A study by Bain & Co. found that the dollar is too expensive for many global tourists. Although local consumption in the U.S. is growing, it’s barely been sufficient to offset the lost tourism revenue. Still, Bain noted America’s reigning status as the world’s largest luxury market.

Elsewhere around the world, luxury markets have suffered, such as Hong Kong and Macau, where government measures aimed at regulating the gray market in China put a crimp on spending. Russians cut their spend in Europe by 37 percent in 2015 and consumption by the Japanese in Europe fell 16 percent, according to Bain.

Robin Abrams, executive vice president of Lansco Corp., said international retailers are looking for partners to assist them in breaking into U.S. markets. “It’s challenging because the franchise/license model for the most part is not prevalent in this country,” she said. “There’s also a debate about foreign tenants entering and/ or expanding in the U.S., and whether an urban street-front strategy or a mall strategy, or both is best. And there’s the question of whether a brand needs a Manhattan flagship for brand exposure.”

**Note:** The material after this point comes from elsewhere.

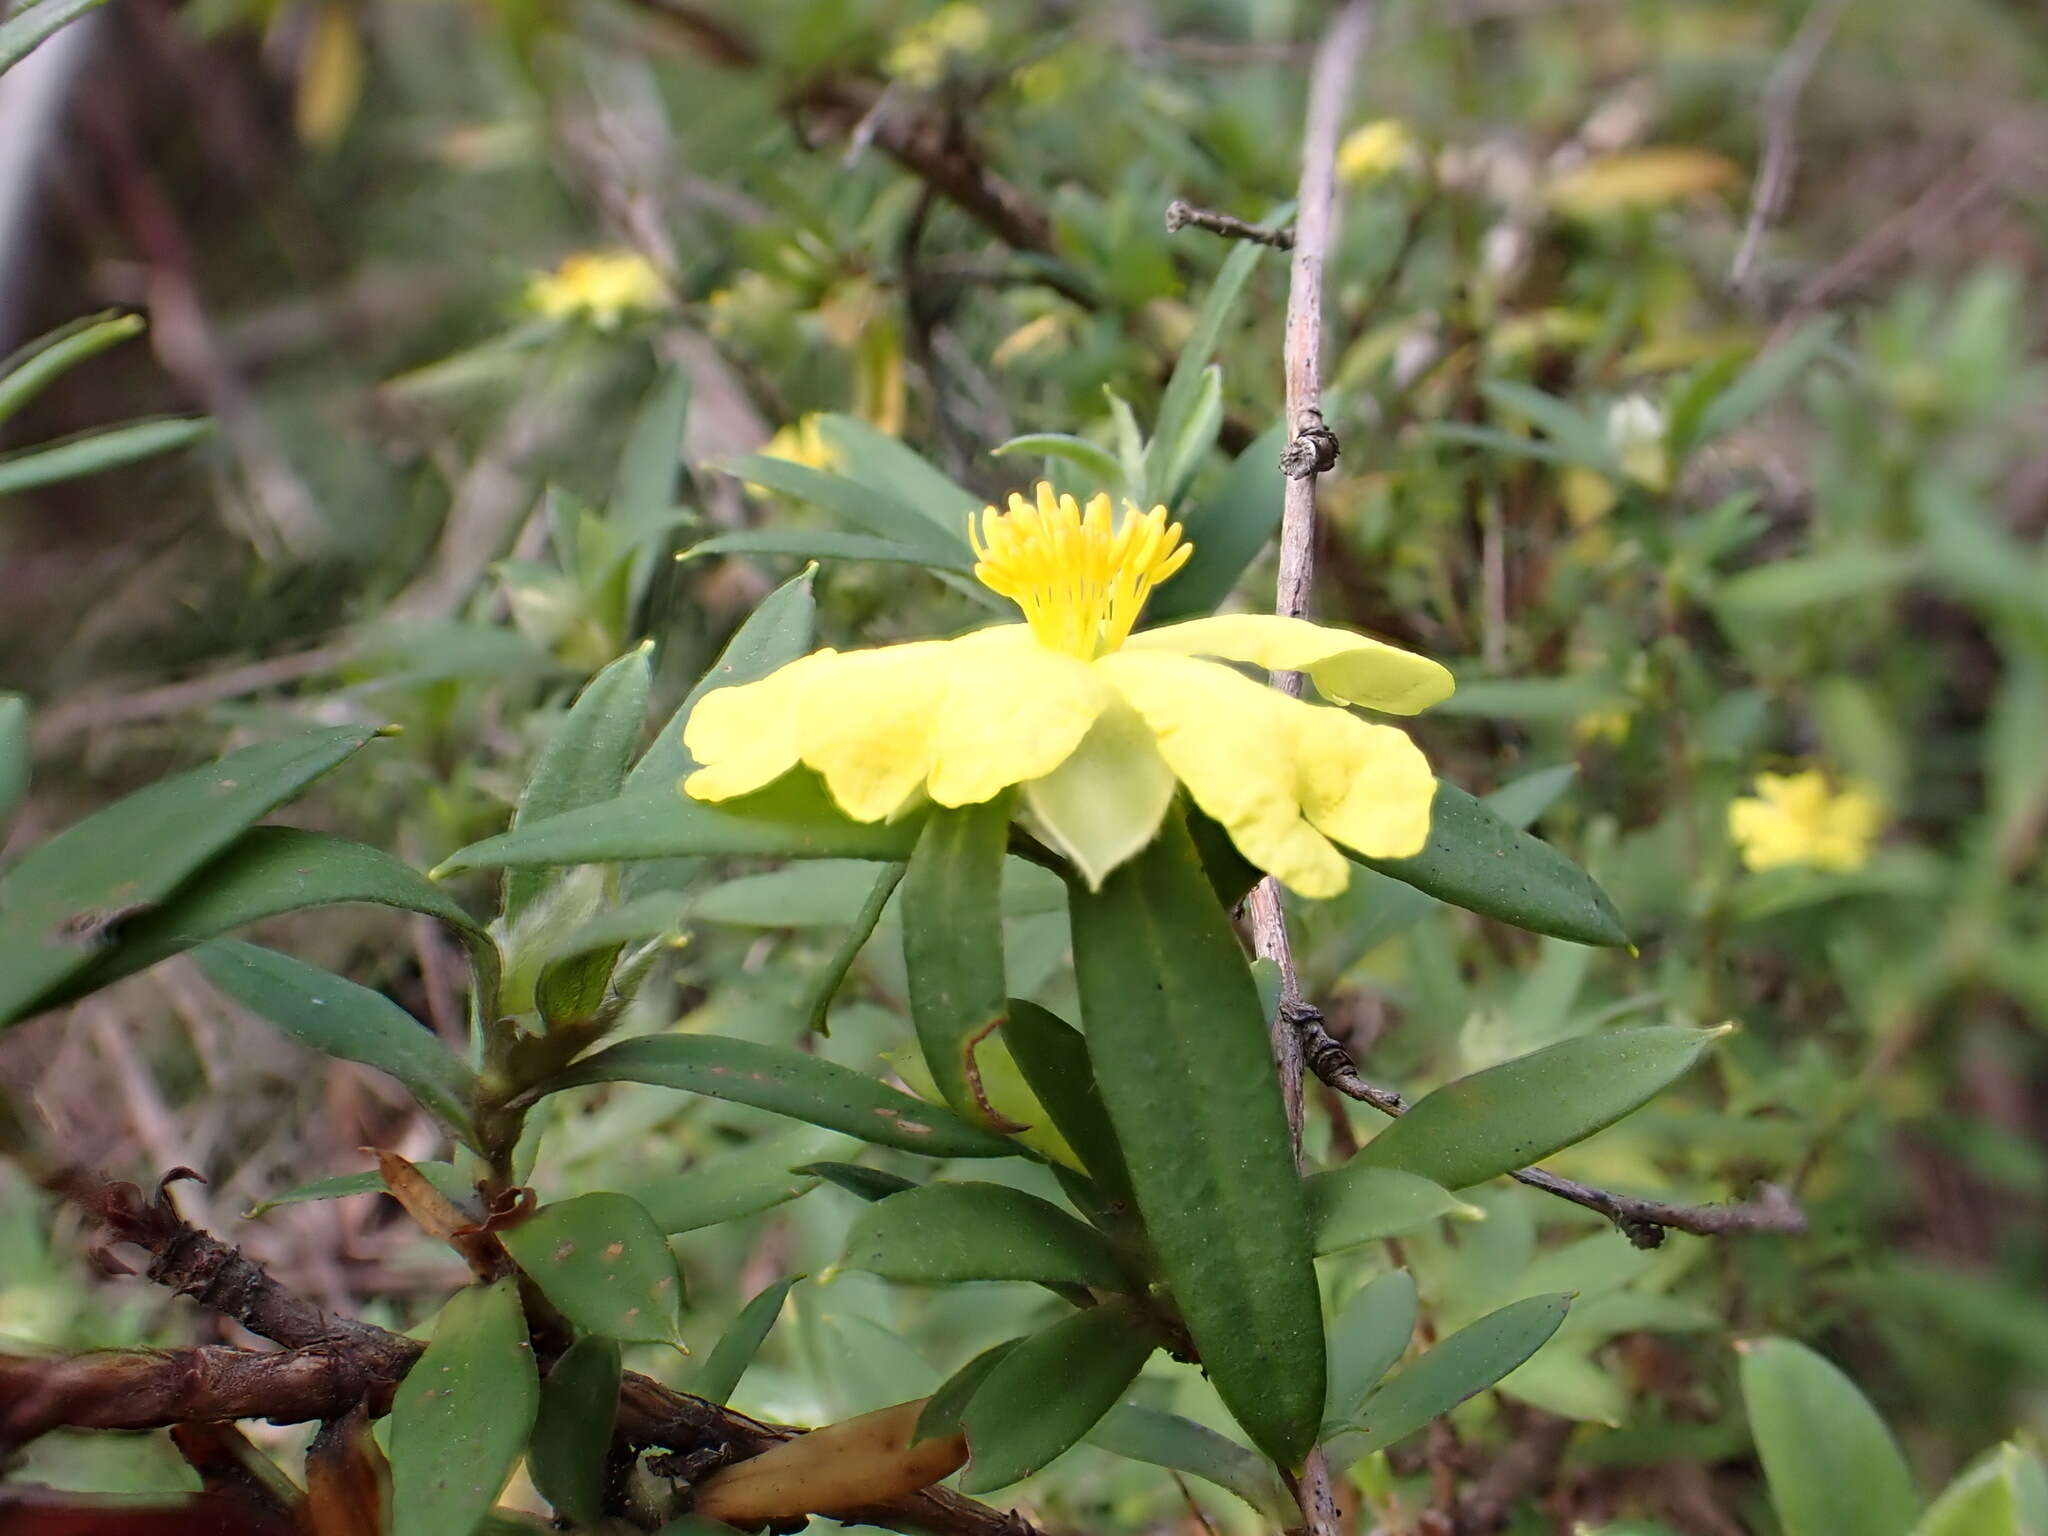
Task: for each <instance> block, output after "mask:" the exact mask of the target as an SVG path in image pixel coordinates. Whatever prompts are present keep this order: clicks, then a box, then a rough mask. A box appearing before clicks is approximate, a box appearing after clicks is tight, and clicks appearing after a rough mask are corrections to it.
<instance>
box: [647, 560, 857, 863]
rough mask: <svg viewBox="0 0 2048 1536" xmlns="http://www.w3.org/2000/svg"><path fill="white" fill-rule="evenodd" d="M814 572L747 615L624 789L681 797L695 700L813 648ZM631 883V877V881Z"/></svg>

U.S. markets generating momentum include the Houston and Dallas areas. Simon Property Group is giving a $250 million makeover to the Houston Galleria, which will include new dining options and 25 to 35 new specialty stores.

Two mixed-use projects are on the books in Dallas. Legacy West, opening in 2017 in the North Dallas suburb of Plano, is a ground-up development that targets the 265,597 residents living within 5 miles, including 66,147 with annual in- comes of $100,000 or more. The long-delayed Water Street retail and residential complex is back on track after being stalled during the recession and missing a groundbreaking date in 2013.

New development in Miami includes Brickell City Centre, a $1.05 billion mixed-use project planned for downtown. While tourism from Russia and Brazil has slowed, Brickell is nonetheless targeting an international clientele with retailers such as Valentino, Chopard, Acqua di Parma, Santa Maria Novella and Diptyque.

While gateway cities are healthy, Jaggi questioned whether the economic recovery will extend to secondary and tertiary markets where shopping centers have higher vacancy rates than the 2 percent of centers in top markets.

“There’s a diversity of [shopping centers] that are doing exceptionally well,” ICSC’s McGee said. “Some properties are more challenged. The realities around the success of a property have more to do with the underlying success of the local economy and the community. [Overall,] rents are up. About 93 percent of sales are done in brick-and-mortar. New centers are being built, but more capital is being invested in the redevelopment or reconfiguring of existing facilities”

Related’s progress in leasing New York’s Hudson Yards points to the strength of physical retail, Hudson said. The mixed-use project on Manhattan’s far west side, is 50 percent leased.

Related’s Shops at Columbus Circle is holding its own, Hudson added, “with a food and beverage strategy and Jazz at Lincoln Center.”

“When we compare ourselves to what’s happening on Madison Avenue and Fifth Avenue, we’re in a good place,” Hudson said.

Madison Avenue has vacancy signs on every block as landlords who acquired property at peak prices try to recoup their costs.

“There was a time when people were buying up real estate and trying to do deals at a 4 percent or 5 percent cap rate,” said Jeffrey C. Paisner, a partner in Ripco Real Estate. “There’s a lot of hot air in that balloon.” At a time when consumers are watching their spending, “tenants need to operate stores that make money. They’re not there to justify landlords’ acquisition costs.”

“Rents have surged over the past few years, which has made it more difficult for retailers to renew leases in locations where they’ve operated for so many years,” said Jared Epstein, vice president and principal of Aurora Capital Associates. “To survive and flourish, retailers have to innovate.”

Jason Pruger, managing director at Newmark Knight Frank said retailers are opening temporary stores to test markets before committing to long-term leases. “Fifth Avenue is definitely an advertising play with rents hitting $4,000 per square foot,” Pruger said. “Madison Avenue retailers have trouble making money when the rent tops $1,000 per square foot.”